At the end of the movie, Malli decides to save her child and not assassinate the leader, or the VIP, as he is called throughout the movie. I think that the choice to save her child or save her people hinges finally on her own realization that she is a vessel for life, and that her most important purpose on earth is to produce children. Her child, and children in general in this movie symbolize hope for a better future. After all, if Malli were to kill herself and her child, she would essentially be attacking her own people, her own blood line, and her own nation. Even though she would have killed one of her oppressors, the VIP and his supporters, she would have also been eliminating herself, and her child, a potential warrior himself, as well. But I wonder, aren’t there other women, besides Malli, who will have children for this nation of people? This movie brings up the question of whether a woman must make the choice between being a vessel, having children, begetting the race, and being a warrior.
I found the resolution of this movie to be very traditional and a little backward. In the end, Malli chooses the role of the mother over the role of the warrior. She comes to understand that being able to give life is more powerful than being able to take it. I suppose that this text could be viewed as being a commentary on how women have, and will continue to be stronger than men because of their biological capabilities. Of course, the decision to preserve the life of the child was Malli’s individual choice. I wonder, if Malli had considered her capability to produce life before she decided to be a suicide bomber, would she have refused to take the mission? After all, she was a girl when she began training for the role, and probably had not even considered her biological destiny. From this assumption, we can then assume that the movie is making a distinction between girlhood and womanhood, that before a girl can have children, she is physically her own person, she is for herself. Like Pikea in the movie “Whale Rider” or like the mythical Joan of Arc. The dreams and freedom and potential of prepubescent girlhood vanish when Malli realizes that she is responsible not only for herself, but also for her unborn children.

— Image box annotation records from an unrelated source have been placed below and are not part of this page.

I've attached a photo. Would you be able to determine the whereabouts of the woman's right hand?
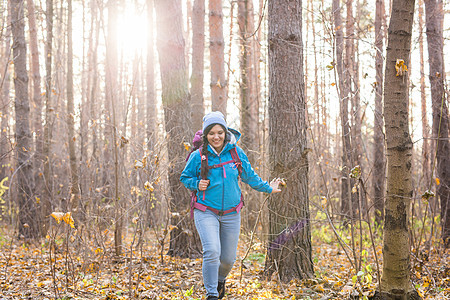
[198,179,209,191]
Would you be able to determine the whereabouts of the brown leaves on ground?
[0,226,450,299]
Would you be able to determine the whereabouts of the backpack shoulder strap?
[198,147,209,179]
[230,147,242,176]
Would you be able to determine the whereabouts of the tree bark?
[425,0,450,248]
[155,0,201,257]
[42,0,55,233]
[146,0,157,153]
[238,0,259,164]
[191,0,205,131]
[209,0,227,116]
[265,0,314,282]
[333,0,351,217]
[103,0,123,257]
[381,0,419,299]
[10,0,39,238]
[418,0,431,189]
[0,4,13,185]
[372,0,386,224]
[27,0,44,197]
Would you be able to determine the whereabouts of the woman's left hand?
[270,178,283,194]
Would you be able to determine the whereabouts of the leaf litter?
[0,221,450,300]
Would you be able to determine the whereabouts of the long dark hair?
[200,123,230,179]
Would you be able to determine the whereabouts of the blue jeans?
[194,209,241,296]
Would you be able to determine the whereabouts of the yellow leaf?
[144,181,155,192]
[0,177,9,190]
[50,212,64,224]
[63,212,75,228]
[395,59,408,76]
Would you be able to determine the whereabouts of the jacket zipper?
[219,155,225,211]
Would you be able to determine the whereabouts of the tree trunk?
[155,0,201,257]
[42,0,55,233]
[265,0,314,282]
[66,0,80,219]
[238,0,259,164]
[425,0,450,248]
[146,0,157,153]
[103,0,123,257]
[86,0,100,196]
[381,0,419,299]
[209,0,227,116]
[333,0,351,217]
[418,0,431,189]
[10,0,39,238]
[27,0,44,197]
[372,0,386,224]
[191,0,205,131]
[0,4,13,184]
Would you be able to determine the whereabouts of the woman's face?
[206,124,225,153]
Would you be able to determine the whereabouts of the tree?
[265,0,314,282]
[42,0,55,233]
[10,0,39,238]
[66,0,80,215]
[372,0,386,224]
[425,0,450,248]
[418,0,431,186]
[146,0,156,151]
[238,0,259,164]
[103,0,123,256]
[381,0,420,299]
[191,0,205,129]
[237,0,260,228]
[155,0,201,257]
[333,0,351,216]
[27,0,43,191]
[0,4,12,184]
[209,0,227,116]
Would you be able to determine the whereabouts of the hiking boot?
[217,281,225,299]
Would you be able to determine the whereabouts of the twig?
[273,259,286,294]
[239,197,269,283]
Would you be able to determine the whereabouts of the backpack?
[186,130,244,219]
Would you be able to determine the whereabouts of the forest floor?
[0,221,450,300]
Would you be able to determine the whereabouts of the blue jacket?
[180,128,272,211]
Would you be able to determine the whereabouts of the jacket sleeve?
[180,150,201,191]
[236,146,272,194]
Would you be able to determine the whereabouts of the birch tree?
[380,0,420,299]
[425,0,450,248]
[155,0,201,257]
[265,0,314,282]
[10,0,39,238]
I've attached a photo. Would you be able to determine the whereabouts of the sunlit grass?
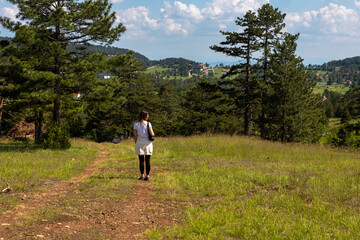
[0,140,99,209]
[147,136,360,239]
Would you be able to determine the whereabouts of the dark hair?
[139,110,149,122]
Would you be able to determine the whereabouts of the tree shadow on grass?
[0,142,42,152]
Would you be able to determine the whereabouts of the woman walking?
[133,110,155,181]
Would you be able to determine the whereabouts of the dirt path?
[0,143,179,240]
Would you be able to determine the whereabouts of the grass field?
[147,136,360,239]
[0,140,99,210]
[0,136,360,239]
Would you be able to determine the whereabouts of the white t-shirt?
[134,121,152,138]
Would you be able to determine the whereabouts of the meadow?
[0,135,360,239]
[147,136,360,239]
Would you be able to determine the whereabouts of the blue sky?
[0,0,360,64]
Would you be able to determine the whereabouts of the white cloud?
[160,1,204,21]
[219,24,227,30]
[354,0,360,8]
[286,3,360,36]
[201,0,269,20]
[117,6,159,38]
[1,6,19,20]
[162,18,188,35]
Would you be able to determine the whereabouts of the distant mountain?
[151,58,199,69]
[0,37,151,67]
[68,45,151,67]
[322,56,360,68]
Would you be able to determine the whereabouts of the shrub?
[43,123,71,149]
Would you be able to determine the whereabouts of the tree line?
[0,0,358,148]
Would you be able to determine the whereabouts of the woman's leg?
[139,155,145,177]
[145,155,151,176]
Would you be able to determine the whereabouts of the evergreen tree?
[263,33,325,142]
[210,11,260,135]
[181,79,241,135]
[257,3,286,137]
[156,82,182,136]
[84,52,157,142]
[0,0,125,129]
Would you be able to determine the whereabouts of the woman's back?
[134,121,151,138]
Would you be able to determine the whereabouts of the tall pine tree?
[210,11,260,135]
[0,0,125,129]
[263,33,326,142]
[257,3,286,137]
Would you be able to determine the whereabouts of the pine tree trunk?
[244,39,250,136]
[35,111,43,144]
[0,98,4,136]
[260,32,269,139]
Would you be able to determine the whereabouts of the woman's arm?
[133,129,137,143]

What bearing does this have on female soldiers? I think that the movie is trying to say that women have a higher calling than self-sacrifice in war. Instead, women must sacrifice their bodies and their individualism in child birth and rearing, they must sacrifice their lives for their children. This movie expects women not to sacrifice their bodies to the guns and the bombs of rival tribes, nations, or states, but they sacrifice their bodies, wombs, and even their livelihoods to future generations. For some women, this might be a difficult burden to except, just as the draft maybe be a difficult and unfathomable burden for a man to except.